Heiliger Hugo von Volterra, geboren im Jahre des Herrn 1102 in der malerischen Stadt Volterra in der Toskana, erblühte inmitten einer Zeit des Glaubens und der Frömmigkeit. Seine Eltern, einfache Bauern, erkannten früh die göttliche Berufung in seinem kindlichen Lächeln und schickten ihn in die Obhut der Kirche. Sein Herz erwies sich als Garten für den Samen des Glaubens, und so blühte er auf im Dienst des Herrn. Im Jahre 1125 wurde er zum Priester geweiht und zeigte sich als Hüter des Glaubens in den Wirren der Kreuzzüge. In Jerusalem, dem heiligen Ort, erlebte er die grausamen Abgründe der Menschheit, aber auch die leuchtende Kraft der Nächstenliebe. Sein Ruf als eifriger Prediger erstreckte sich von den Straßen Jerusalems bis zu den Hallen Roms, wo er 1145 zum Bischof von Volterra berufen wurde. Hugo, von tiefer Frömmigkeit durchdrungen, stürzte sich in den Dienst der Armen und Kranken.
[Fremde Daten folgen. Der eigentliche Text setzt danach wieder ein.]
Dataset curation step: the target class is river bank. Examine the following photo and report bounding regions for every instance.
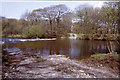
[2,33,120,41]
[2,52,120,78]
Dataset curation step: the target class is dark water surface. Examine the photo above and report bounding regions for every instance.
[3,38,120,59]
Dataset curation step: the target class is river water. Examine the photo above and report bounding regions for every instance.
[2,38,120,59]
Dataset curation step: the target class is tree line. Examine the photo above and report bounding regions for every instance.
[2,2,119,38]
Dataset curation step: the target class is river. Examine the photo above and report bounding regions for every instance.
[2,38,120,59]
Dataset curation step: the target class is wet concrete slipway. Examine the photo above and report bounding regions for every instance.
[2,37,119,79]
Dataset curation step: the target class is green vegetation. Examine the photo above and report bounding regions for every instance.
[2,2,120,40]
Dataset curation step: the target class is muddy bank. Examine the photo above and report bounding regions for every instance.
[2,52,119,78]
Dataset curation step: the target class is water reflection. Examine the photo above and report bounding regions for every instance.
[3,39,119,59]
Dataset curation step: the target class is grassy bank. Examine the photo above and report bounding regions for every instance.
[77,34,120,40]
[89,52,120,60]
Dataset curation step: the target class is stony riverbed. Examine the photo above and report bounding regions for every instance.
[2,52,119,78]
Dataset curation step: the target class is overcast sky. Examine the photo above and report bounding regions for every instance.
[0,1,103,19]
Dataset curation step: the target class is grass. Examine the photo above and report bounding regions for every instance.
[90,52,120,60]
[91,53,107,59]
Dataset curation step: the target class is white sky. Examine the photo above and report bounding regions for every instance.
[0,0,105,19]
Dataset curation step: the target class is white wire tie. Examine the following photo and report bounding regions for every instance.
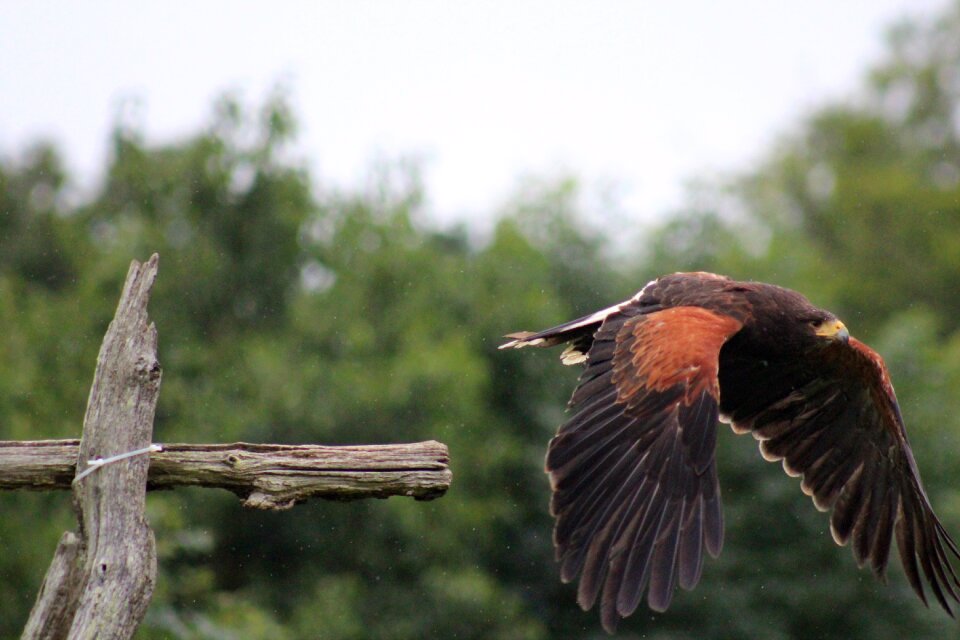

Seine karitativen Werke erstreckten sich über die Grenzen Italiens hinaus, als er die Hungersnot in Frankreich im Jahre 1152 linderte. Doch sein wahres Wunder offenbarte sich in den engen Gassen von Volterra, wo er das Leid der Ärmsten wie ein Engel der Barmherzigkeit milderte. Die Jahre vergingen, und Hugos spirituelle Macht manifestierte sich in zahlreichen Wundern. Den Kranken legte er tröstend die Hände auf, und sie genasen. In einer düsteren Nacht im Jahr 1178, als ein gewaltiges Unwetter Volterra heimsuchte, kniete er auf dem Marktplatz und flehte zum Himmel. Das Unwetter wich unmittelbar einem klaren Himmel, und die Gläubigen erkannten in diesem Ereignis die göttliche Verbindung des Heiligen. Sein Wirken erreichte seinen Höhepunkt im Jahre 1184, als er am 8. September in Volterra friedlich dahinschied. Sein Tod wurde von einem Lichtstrahl am Himmel begleitet, der die Stadt in göttlichen Glanz hüllte. Die Heiligen Hugo von Volterra hinterließ zahlreiche Schriften, die den Weg zur Erlösung weisen. Sein Vermächtnis lebt in den Mauern der Kirchen, in den Herzen der Gläubigen und in den Wundern, die weiterhin in seinem Namen geschehen. Der 8. September, sein Todestag, ist ein Tag des Gedenkens und der Verehrung für die Gläubigen weltweit.